Last Christmas eve saw the worst massacre for stocks in decades — smart traders bought
Steve Chiavarone was rethinking his gift list.
It was the night before Christmas last year, the worst moment of Wall Street’s bleakest holiday season in decades. Staring at another 400-plus-point plunge in the Dow, its fifth in seven days, the Federated Investors fund manager worried he’d been too generous with presents for the kids.
“Market’s going the wrong way and you’re worried. ‘Hey, did I spend too much?”‘ said Chiavarone, whose firm has around US$530 billion in client assets. “The Christmas goose didn’t taste as good that night.”
‘Oh, my God, the market is falling! It doesn’t look like there’s any end to it!
Holidays are supposed to be a time of peace. Last year, they offered a glimpse of the apocalypse. American equities careened toward their worst December since the Depression. Down 1,655 points the week before, the Dow plunged 653 more by the 1 p.m. close Christmas Eve, ruining everyone’s mood.
In the end, it all turned out to be a giant buying opportunity — stocks went straight up when markets reopened. But for people managing money on Christmas 2018, it’s a trauma they won’t soon forget. The S&P 500 slid to its lowest point in 19 months, with US$600 billion in market value erased. The biggest four-day slump in more than three years had just happened and nothing suggested it was over.
“My thought was that I’m glad the market’s closing early today,” said David Sowerby, a portfolio manager at Ancora Advisors.

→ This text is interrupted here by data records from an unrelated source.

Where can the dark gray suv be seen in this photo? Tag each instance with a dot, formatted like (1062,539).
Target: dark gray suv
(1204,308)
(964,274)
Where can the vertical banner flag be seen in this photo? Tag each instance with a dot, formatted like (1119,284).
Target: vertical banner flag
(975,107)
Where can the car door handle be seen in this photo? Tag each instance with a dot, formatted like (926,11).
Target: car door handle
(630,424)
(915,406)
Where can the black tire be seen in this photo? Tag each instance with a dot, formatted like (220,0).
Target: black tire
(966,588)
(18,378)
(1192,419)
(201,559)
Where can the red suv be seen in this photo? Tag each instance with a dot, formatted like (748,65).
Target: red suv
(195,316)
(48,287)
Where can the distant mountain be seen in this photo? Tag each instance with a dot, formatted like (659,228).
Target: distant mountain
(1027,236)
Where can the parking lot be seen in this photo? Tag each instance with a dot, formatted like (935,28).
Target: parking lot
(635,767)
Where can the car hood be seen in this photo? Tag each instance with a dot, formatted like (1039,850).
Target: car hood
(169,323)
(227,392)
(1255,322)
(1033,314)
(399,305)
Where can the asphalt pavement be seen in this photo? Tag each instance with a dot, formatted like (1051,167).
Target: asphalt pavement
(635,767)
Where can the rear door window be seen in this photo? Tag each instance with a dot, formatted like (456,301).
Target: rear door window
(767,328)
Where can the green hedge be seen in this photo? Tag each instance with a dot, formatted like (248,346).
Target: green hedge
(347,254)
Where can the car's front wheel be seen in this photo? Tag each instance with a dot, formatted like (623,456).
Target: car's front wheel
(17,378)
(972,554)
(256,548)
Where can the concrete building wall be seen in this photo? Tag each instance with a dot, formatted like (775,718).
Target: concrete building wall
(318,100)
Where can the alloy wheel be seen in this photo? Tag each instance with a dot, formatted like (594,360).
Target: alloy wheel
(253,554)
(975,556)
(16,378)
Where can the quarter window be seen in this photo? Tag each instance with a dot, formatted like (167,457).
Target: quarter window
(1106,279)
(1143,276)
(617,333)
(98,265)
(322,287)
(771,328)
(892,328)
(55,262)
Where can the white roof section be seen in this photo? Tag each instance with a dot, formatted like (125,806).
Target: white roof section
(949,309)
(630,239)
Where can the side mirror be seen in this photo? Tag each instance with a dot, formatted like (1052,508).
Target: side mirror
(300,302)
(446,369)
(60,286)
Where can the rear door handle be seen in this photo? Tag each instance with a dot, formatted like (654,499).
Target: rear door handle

After the day ended, “I did what any self-respecting portfolio manager would do. I went to the gym to work out and relieve some stress.”
Threats were everywhere. You had Donald Trump railing against the Federal Reserve. The government was shut down. Uncertainty over economic growth was rampant. News that the president was privately mulling firing Fed Chairman Jerome Powell sent anxiety swirling. At one point, Treasury Secretary Steve Mnuchin got on the phone with Wall Street banks, checking on their liquidity and infrastructure. It was supposed to restore calm but just made everything worse.
For a day. It was tough to see, but stocks were offering some of the best bargains in a decade. The benchmark index has jumped more than 35 per cent from the nadir that day, hitting repeated records along the way. A gauge of fear in the stock market, the Cboe Volatility Index, has gone from 36 a year ago to 12 now.
The market closure was more akin to something of a Christmas miracle
This, in 2019, is what the market is supposed to be like around the holidays. Little news, light trading, small moves and low volume. In the five years prior to 2018’s crash, for instance, the biggest swing in the final trading day before the holiday was a gain of about 0.3 per cent on Christmas Eve 2013.
Last year’s pre-Christmas massacre was business as usual for Michael Matousek, head trader at U.S. Global Investors. “I was in that whole time. I didn’t mind. I basically viewed it as being paid to not go to my in-laws,” he said by phone from his San Antonio office. “A lot of the traders we were dealing with were screaming, ‘Oh, my God, the market is falling! It doesn’t look like there’s any end to it!’”
The holiday may have contributed to the volatility, he said, with lower liquidity making for bigger swings. Many desks likely weren’t fully staffed; senior traders were on vacation. In their absence, “there will be a lot of junior traders there, who may not be able to initiate a stance on a position, depending on the rules of their firm,” said Matousek. “A junior trader can’t decide, ‘This is a short-term bottom,’ and start accumulating.”
There’s only a few days out of the year where there’s really some significant opportunities and that was definitely one of the best ones of the year, even though I wouldn’t wish it on my worst enemy
David Joy, chief market strategist at Ameriprise Financial, recalled that Christmas Eve “had the look and feel of panic selling, based more on fear rather than any change in fundamentals or outlook.” With that backdrop, the market closure was more akin to something of a Christmas miracle.
“Christmas itself gave the market opportunity to take a breather and a second look at things,” he said. The day off “came at a very opportune time.”
As bad as Christmas Eve was for Wall Street, the day after bred relief. Trump called equities bargains in an Oval Office press conference and the S&P 500 spiked near 5 per cent on Dec. 26, its single best session since March 2009. Joy was among the buyers when the market reopened, purchasing an exchange-traded fund that tracks the Nasdaq 100 and selling it a few months later for a small gain.
Bryce Doty at Sit Investment Associates also presciently saw the bloodbath as a buying opportunity.
“Whether I was in the office or not I was working — these are the times that matter,” said the firm’s senior vice president. “There’s only a few days out of the year where there’s really some significant opportunities and that was definitely one of the best ones of the year, even though I wouldn’t wish it on my worst enemy.”